Pese a que el plan de flexibilización se vislumbró como un “respiro” para el sector licorero, la realidad es que las ventas continúan en baja aún cuando estamos en la temporada decembrina, una de las mejores épocas del año para el incremento de la demanda.

No sólo es el surgimiento de la pandemia lo que ha “enterrado” literalmente las licorerías, sino la dolarización espontánea ha obligado a quienes consumían el producto de mayor demanda como es la cerveza, regulen ante el valor de la “curda”, bien sea por caja o por unidad.

Douglas Sánchez, presidente de la Cámara de Licoreros de Lara, ha declarado que “las licorerías de mediano alcance que anteriormente recibían 400 cajas de cerveza por semana, actualmente solo tienen despacho de 20, 10 y en casos hasta de 5 cajas.

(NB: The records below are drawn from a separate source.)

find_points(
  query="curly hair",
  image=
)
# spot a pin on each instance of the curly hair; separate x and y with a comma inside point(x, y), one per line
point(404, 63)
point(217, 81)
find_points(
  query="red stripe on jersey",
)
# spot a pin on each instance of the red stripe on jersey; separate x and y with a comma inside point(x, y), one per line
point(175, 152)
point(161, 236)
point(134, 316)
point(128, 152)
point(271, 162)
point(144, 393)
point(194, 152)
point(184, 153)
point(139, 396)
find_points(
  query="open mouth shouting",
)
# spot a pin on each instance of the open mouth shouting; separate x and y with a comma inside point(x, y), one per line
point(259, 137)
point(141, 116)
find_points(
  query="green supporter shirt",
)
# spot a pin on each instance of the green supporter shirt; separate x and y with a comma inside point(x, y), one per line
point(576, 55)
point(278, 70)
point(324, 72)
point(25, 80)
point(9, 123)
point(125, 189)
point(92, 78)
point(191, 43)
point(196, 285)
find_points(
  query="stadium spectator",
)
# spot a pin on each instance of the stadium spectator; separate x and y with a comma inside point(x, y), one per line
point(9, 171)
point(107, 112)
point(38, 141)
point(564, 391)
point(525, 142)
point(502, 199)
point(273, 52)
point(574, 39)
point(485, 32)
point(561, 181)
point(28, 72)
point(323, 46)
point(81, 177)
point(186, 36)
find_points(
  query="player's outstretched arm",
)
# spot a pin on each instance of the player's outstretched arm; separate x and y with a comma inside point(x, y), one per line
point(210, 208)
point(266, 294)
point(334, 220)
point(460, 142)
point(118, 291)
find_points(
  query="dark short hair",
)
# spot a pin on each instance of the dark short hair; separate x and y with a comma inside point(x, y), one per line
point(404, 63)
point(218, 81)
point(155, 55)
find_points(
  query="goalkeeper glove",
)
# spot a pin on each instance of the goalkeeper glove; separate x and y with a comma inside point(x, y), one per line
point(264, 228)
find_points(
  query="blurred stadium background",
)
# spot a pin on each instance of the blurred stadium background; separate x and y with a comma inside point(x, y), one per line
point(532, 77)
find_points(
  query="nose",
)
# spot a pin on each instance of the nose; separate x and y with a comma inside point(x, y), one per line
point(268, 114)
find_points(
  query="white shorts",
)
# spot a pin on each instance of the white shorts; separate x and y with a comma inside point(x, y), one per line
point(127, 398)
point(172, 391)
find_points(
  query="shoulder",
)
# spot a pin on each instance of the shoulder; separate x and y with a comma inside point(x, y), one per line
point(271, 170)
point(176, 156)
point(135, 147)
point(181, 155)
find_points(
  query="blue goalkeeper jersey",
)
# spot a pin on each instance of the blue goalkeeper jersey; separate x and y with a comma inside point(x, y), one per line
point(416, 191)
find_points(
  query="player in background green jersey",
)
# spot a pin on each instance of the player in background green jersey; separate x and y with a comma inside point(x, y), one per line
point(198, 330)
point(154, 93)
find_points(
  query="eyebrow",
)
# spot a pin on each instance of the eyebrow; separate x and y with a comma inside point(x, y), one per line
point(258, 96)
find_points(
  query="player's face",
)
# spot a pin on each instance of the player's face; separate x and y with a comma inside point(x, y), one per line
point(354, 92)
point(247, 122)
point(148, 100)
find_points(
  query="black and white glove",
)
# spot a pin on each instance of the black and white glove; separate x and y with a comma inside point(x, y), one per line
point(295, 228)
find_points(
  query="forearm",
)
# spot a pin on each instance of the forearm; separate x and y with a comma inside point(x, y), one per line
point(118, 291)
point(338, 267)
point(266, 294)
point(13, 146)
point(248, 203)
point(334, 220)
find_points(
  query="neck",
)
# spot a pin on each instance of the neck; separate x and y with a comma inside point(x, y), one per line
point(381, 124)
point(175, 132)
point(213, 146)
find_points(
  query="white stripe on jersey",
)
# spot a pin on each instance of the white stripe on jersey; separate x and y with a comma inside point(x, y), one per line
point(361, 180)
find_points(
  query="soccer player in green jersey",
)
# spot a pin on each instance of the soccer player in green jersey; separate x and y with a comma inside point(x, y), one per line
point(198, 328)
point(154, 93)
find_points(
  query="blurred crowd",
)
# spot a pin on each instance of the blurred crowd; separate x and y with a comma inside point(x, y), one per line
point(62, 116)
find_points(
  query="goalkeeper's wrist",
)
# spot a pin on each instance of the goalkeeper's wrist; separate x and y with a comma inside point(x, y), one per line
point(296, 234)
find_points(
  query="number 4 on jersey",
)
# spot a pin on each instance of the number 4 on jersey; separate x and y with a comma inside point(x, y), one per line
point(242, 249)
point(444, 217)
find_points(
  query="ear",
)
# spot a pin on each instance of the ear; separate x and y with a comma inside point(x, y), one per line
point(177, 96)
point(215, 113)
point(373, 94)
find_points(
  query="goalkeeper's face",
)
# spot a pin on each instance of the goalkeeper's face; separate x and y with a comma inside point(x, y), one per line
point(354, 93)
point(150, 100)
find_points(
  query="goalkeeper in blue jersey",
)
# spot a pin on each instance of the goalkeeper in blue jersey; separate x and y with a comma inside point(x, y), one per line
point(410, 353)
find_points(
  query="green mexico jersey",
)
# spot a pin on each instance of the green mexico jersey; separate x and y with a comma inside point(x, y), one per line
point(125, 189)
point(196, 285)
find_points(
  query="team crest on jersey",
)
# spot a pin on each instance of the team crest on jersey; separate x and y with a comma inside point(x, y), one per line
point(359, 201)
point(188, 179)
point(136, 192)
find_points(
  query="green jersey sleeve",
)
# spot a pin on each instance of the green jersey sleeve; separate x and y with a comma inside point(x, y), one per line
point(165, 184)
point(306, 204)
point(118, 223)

El producto tuvo un ajuste descomunal que se ubica en 17 dólares, mientras que por unidad 600 la pequeña y 700 mil el llamado tercio».

El panorama es que el 90% de las licorerías han prescindido de vender licores importados. “Las pocas que los ofrecen son los grandes bodegones, especialmente los que hacen vida en la zona Este de Barquisimeto”, ha recalcado Sánchez.

Esto ha generado que el número de desempleados haya aumentado, pues, no son pocos los comerciantes que se han visto en la necesidad de prescindir de los servicios de su personal, que generalmente por estos días de diciembre se incrementaba.

A pocos días de que culmine el 2020, no hay posibilidad alguna de que se recupere el sector licorero local, ante los embates de la pandemia y de la brutal hiperinflación.